Google already had a similar world model named Genie 2, but Genie 3 is better in several respects. Genie 2 created worlds in 360p resolution, while Genie 3’s worlds at in picture-perfect 720p. Genie 2 only created game-specific worlds, while Genie 3 can create any kind of world. And most crucially, while Genie 2’s interaction horizon was only 10-20 seconds, Genie 3’s worlds can last for several minutes.
Google already has an extremely capable video generation model in Veo3, but Genie 3 differs in several ways. Veo3 can only create 8-second long videos, while Genie 3’s worlds are a lot longer. Also, Veo3’s models are static, while with Genie 3, users can interact and play with them, much like in a video game.
And technology like Genie 3 could radically transform the video game industry. Right now, game developers need to spend years to build realistic game worlds. Once it is sufficiently advanced, Genie 3 would be able to create such worlds on-demand from simple prompts. These worlds can be of radically different styles, and even allow users to create their own.

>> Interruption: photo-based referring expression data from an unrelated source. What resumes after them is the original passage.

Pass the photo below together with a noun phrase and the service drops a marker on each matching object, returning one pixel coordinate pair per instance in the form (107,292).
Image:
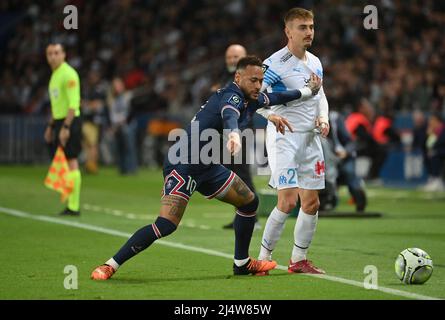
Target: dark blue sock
(243,227)
(143,238)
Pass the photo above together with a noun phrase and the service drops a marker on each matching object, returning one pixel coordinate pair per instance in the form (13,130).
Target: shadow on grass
(128,280)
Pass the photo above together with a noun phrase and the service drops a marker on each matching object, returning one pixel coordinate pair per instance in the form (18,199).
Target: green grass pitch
(194,262)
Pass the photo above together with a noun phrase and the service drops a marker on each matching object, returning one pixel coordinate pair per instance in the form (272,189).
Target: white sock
(240,263)
(113,263)
(272,233)
(303,234)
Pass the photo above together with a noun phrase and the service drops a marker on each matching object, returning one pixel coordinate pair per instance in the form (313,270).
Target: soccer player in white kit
(295,159)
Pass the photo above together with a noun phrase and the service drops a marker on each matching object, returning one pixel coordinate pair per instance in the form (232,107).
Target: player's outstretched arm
(276,98)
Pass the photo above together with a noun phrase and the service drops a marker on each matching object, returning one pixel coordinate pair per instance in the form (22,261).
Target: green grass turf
(34,253)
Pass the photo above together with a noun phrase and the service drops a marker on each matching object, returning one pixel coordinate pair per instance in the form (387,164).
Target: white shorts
(296,160)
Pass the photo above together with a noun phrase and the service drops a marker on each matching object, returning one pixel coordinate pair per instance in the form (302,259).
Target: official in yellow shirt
(64,126)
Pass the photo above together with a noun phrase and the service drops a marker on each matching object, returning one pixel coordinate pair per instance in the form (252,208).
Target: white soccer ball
(414,266)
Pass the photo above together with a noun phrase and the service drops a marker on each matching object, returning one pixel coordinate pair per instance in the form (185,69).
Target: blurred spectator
(340,155)
(360,126)
(118,101)
(435,146)
(93,115)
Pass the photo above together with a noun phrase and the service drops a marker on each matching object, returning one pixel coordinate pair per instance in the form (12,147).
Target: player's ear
(287,31)
(237,76)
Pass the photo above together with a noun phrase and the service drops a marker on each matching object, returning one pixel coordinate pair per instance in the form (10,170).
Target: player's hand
(280,123)
(314,84)
(323,125)
(48,135)
(64,135)
(341,154)
(234,143)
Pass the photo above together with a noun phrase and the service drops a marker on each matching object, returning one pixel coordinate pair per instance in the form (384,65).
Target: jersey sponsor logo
(286,57)
(265,67)
(235,100)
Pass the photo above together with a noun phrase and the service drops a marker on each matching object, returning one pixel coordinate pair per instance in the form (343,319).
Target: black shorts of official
(73,146)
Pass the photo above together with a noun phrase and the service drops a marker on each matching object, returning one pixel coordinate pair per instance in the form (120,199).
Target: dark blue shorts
(210,180)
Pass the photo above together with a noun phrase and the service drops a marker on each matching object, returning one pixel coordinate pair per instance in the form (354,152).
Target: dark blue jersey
(226,110)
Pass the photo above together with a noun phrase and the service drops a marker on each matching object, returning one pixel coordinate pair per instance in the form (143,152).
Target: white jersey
(284,71)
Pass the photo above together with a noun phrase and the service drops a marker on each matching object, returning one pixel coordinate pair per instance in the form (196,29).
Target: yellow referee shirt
(64,91)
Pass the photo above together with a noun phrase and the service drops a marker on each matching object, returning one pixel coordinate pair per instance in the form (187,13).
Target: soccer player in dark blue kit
(225,111)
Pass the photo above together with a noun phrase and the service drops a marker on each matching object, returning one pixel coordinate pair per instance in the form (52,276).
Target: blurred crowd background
(164,56)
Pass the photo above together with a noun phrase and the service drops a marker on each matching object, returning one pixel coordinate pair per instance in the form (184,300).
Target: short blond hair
(298,13)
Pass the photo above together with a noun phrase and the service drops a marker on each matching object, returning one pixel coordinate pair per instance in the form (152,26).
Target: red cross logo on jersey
(319,167)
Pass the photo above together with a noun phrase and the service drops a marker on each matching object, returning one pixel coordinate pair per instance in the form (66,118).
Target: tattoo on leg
(177,205)
(241,188)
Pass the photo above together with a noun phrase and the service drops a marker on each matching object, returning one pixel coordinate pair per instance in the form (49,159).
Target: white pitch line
(211,252)
(133,216)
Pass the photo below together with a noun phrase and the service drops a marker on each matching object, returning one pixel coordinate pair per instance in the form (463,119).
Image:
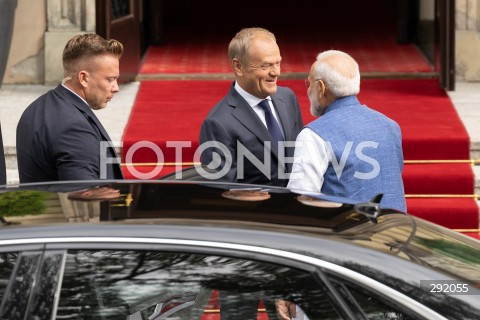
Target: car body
(166,249)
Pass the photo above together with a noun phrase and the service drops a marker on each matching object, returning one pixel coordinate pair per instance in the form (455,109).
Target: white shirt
(74,93)
(254,101)
(311,160)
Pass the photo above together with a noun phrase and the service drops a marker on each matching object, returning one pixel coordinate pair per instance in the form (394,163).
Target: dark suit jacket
(58,138)
(232,120)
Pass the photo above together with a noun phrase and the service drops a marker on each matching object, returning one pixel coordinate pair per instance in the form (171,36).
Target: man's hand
(286,310)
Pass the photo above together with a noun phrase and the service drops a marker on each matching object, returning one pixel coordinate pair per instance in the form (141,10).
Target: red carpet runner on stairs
(168,111)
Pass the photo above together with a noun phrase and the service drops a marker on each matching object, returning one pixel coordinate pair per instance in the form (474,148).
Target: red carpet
(207,54)
(169,111)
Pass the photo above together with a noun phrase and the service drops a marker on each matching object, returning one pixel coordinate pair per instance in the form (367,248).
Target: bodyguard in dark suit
(240,123)
(58,136)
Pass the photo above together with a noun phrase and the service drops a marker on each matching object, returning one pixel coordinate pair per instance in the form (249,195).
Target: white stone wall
(467,40)
(65,19)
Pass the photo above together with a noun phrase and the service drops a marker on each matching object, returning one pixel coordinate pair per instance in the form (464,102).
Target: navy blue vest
(366,155)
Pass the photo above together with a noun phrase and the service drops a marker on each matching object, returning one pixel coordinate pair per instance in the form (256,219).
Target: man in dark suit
(58,136)
(248,133)
(240,126)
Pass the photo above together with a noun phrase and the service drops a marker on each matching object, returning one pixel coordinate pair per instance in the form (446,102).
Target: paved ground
(15,98)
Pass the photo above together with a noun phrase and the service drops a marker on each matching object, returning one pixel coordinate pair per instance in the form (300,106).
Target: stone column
(65,18)
(467,40)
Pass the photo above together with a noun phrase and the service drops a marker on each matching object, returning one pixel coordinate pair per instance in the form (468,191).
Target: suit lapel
(244,113)
(246,116)
(78,103)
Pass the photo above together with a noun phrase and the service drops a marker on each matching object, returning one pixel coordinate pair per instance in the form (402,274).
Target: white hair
(339,71)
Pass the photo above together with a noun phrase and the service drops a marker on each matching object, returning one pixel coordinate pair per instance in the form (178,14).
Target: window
(115,284)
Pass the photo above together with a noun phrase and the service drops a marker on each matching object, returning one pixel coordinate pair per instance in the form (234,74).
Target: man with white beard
(350,150)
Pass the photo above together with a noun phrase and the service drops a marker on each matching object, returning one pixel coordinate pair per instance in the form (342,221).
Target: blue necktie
(272,124)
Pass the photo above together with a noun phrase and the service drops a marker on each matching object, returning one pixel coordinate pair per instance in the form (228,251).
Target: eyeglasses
(307,82)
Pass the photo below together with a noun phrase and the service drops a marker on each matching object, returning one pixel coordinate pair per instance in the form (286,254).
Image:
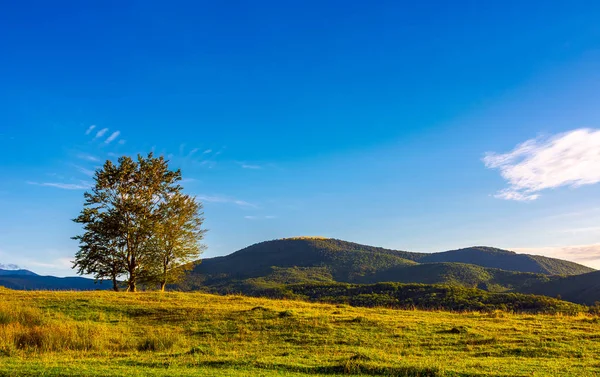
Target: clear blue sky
(367,121)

It’s because of projects like these that Google might end up being the big winner in the AI space. While Google already has capable text, code and video generation models, its vast resources and decades-long focus on AI has enabled it to create such projects which have no equivalents in any other lab. Apart from Genie 3, Google has released a model that interprets sign language, and one that talks to Dolphins. It only takes one of these models to succeed, and Google could benefit disproportionately as a result. And Genie 3 — which could upturn the entire video gaming industry — could be a big contender for doing so.